At least I walk on it after only 20 minutes so need the plastics. 
Well done.   :Smilie:

----------


## an3_bolt

Tiling done by.....tiler did a pretty good job - including lots of "jolly cuts" / mitring for around the bath and wall external corner. 
Got the bath in - island mounted for any problems down the track. Packed with insulation. Of course a joist sits exactly where the bath waste would vertically penetrate - so a bit of creative plumbing to move around it.  Attachment 91441Attachment 91442Attachment 91443 
Of course everything always takes longer than you think - with tasks such as buffing off any haze from grouting, silicon for wall/floor joints and corners, installing taps and mini cocks for cisterns etc, mounting vanity carcass, fixing vanity carcass, drilling holes in tiles, mounting toilet pan etc etc. 
Finally getting there - about another days work left in it - seal grout, mount stone and basin on vanity carcass, rip some packers for the architraves to mount on........and christen the dunny!

----------


## an3_bolt

Nothing is easy......... 
Seems like it has been a bit of fight from time to time.... 
Possibly a good example is the vanity "the old chook" bought - good looking vanity to the untrained eye and also at a very good price. 
On closer inspection - it would appear that it is really not a very high strength vanity carcass - with the top rear of the vanity scalloped out for some reason.

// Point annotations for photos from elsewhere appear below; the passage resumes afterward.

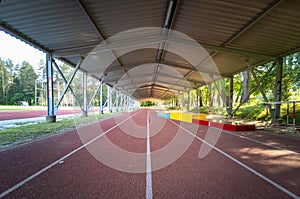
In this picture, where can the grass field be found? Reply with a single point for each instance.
(18, 135)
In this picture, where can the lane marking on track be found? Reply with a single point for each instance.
(149, 194)
(53, 135)
(3, 194)
(278, 186)
(257, 141)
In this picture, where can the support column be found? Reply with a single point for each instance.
(210, 99)
(84, 87)
(51, 117)
(230, 105)
(278, 88)
(197, 100)
(188, 102)
(117, 101)
(101, 98)
(109, 99)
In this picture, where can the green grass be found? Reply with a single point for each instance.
(19, 135)
(258, 112)
(18, 108)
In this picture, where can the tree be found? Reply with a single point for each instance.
(27, 78)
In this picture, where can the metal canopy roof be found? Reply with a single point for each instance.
(129, 44)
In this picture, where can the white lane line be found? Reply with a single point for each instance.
(149, 194)
(291, 194)
(3, 194)
(263, 143)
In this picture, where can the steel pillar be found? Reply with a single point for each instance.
(101, 98)
(66, 81)
(109, 103)
(278, 88)
(51, 117)
(230, 105)
(197, 100)
(189, 100)
(117, 101)
(84, 100)
(68, 85)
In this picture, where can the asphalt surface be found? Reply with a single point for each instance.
(90, 162)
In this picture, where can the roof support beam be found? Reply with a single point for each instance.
(15, 33)
(147, 41)
(260, 15)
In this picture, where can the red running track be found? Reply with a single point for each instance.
(82, 175)
(22, 114)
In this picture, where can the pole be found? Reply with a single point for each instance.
(84, 90)
(101, 98)
(51, 117)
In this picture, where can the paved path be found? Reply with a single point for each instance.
(85, 163)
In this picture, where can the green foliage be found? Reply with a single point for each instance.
(17, 82)
(147, 104)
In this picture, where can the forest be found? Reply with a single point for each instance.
(23, 83)
(20, 83)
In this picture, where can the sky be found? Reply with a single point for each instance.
(18, 51)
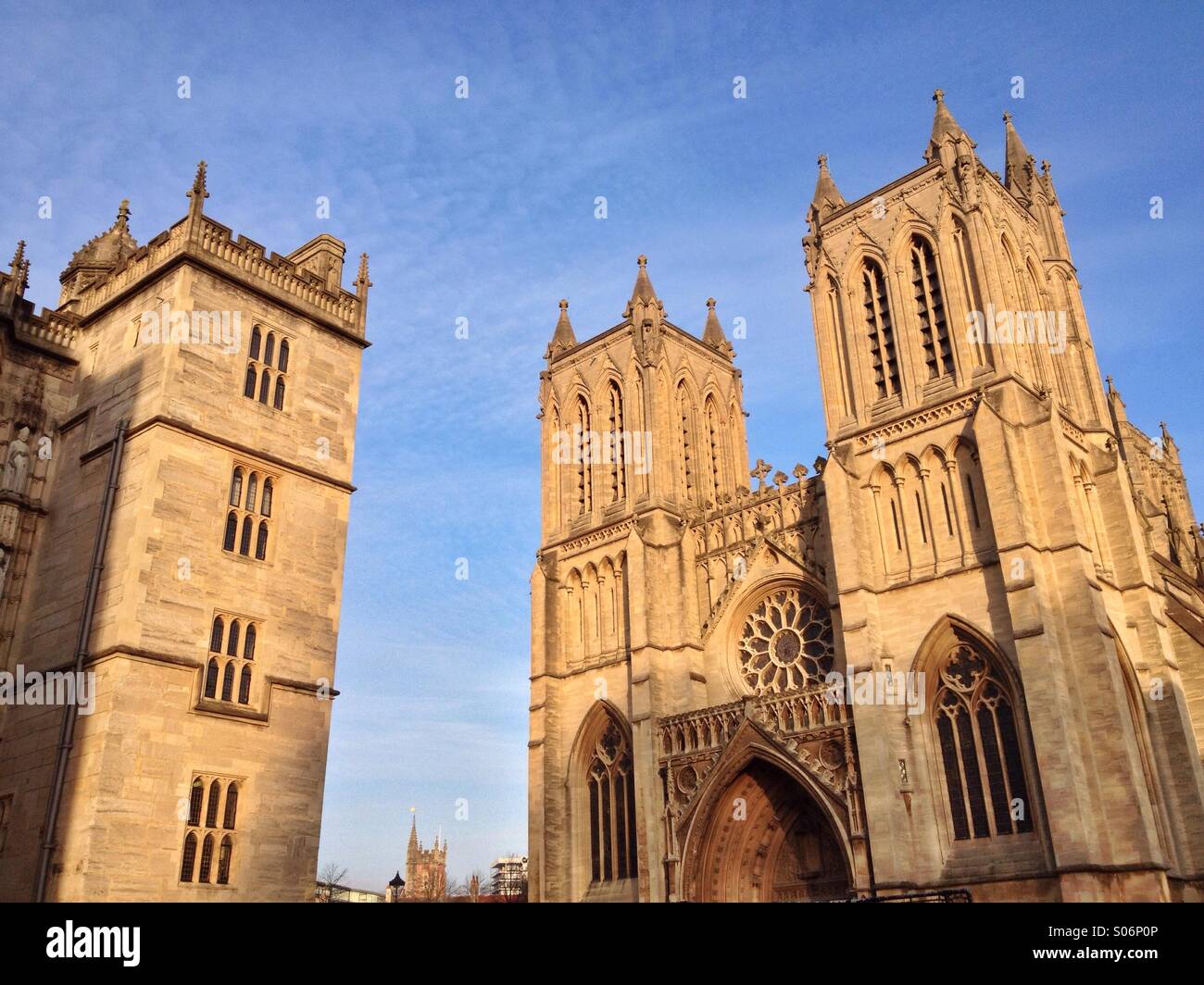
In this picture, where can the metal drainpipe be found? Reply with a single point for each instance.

This makes it quite hard to wall mount and required a few impromptu mods to increase rigidity and ultimate bearing strength. Of course the extra plates I installed in the wall went out the window as this was exactly where the vanity carcass has the rear scalloped out...   Attachment 91611 
Note to self once again - ensure a proper carcass design for wall hung vanity prior to closing out the walls - go back to mr kitchen man who I used for the ones in my house. But stone top worked well......after an extra hole so that the tap could be tightened properly from underneath. This is the hazard for obtaining separate items from separate supplies and purchasing conducted by someone else......attempting to make it all fit!  Attachment 91609Attachment 91610Attachment 91612 
Grout sealed - not much to finish it off now.....as holidays are over and back to work!

----------


## SlowMick

awesome effort sir.  the bathroom looks amazing.  and you made me feel better about the fight that my bathroom and my sisters bathroom put up.

----------


## an3_bolt

Thanks Mick - Appreciated. 
In hindsight - I think the fight was more related to discovering problems that were unexpected - such as remedial framing for out of plum walls, ant damage to timber, flimsy vanity carcass, copper corrosion in the pipes etc. Some of it was possibly due to the required integration of already purchased items by my mother into the design, and working around the existing structure such as windows. If time and money was unlimited - I would have changed windows, walls and doors into a new concept. Reality is that this is a holiday house used by our extended families - which does not justify the extra expense. 
I have found one of the keys for myself to doing a bathroom is creating the correct order of construction and visualising each key event and how to do it. For me - it really does take a lot of pre-planning, right down to sourcing required materials in advance, as I hate stopping work to run around to find something I need.  
In this particular instance my planning did not allow for all the remedial work that was needed - some of it could be just covered over - and I imagine that is what a builder would have to do to actually make money out of doing these things - but my time is not money (just love!) so it took a lot longer than I anticipated.  
Again - another occasion to learn. That is why I have wanted to share these things and document it - so that others may be able to not make the same mistakes (as flimsy vanities etc) and gain knowledge from what i have learnt. Better to work smarter - not harder, and a lot of it comes down to the 5 P's (Prior planning prevents poor performance). 
Now my sister wants me to come and help her with hers :Doh:  Maybe if I get retrenched from work.......but that will probably mean moving the family overseas again to keep working!

----------


## SlowMick

My sister had water leaking from the shower into the kitchen.  by the time we stripped out the bathroom two of the walls didn't touch the slab.  She couldn't get any of the bathroom renovation companies out to give her a quote (her area suggests she has no cash).  We are still talking even though it took me six months while i was working full time.  Price must have been right.  Builders must have to work hard to make money on these rooms - i guess a lot can be hidden in the thickness of glue holding on the wall tiles.  :Rolleyes:

----------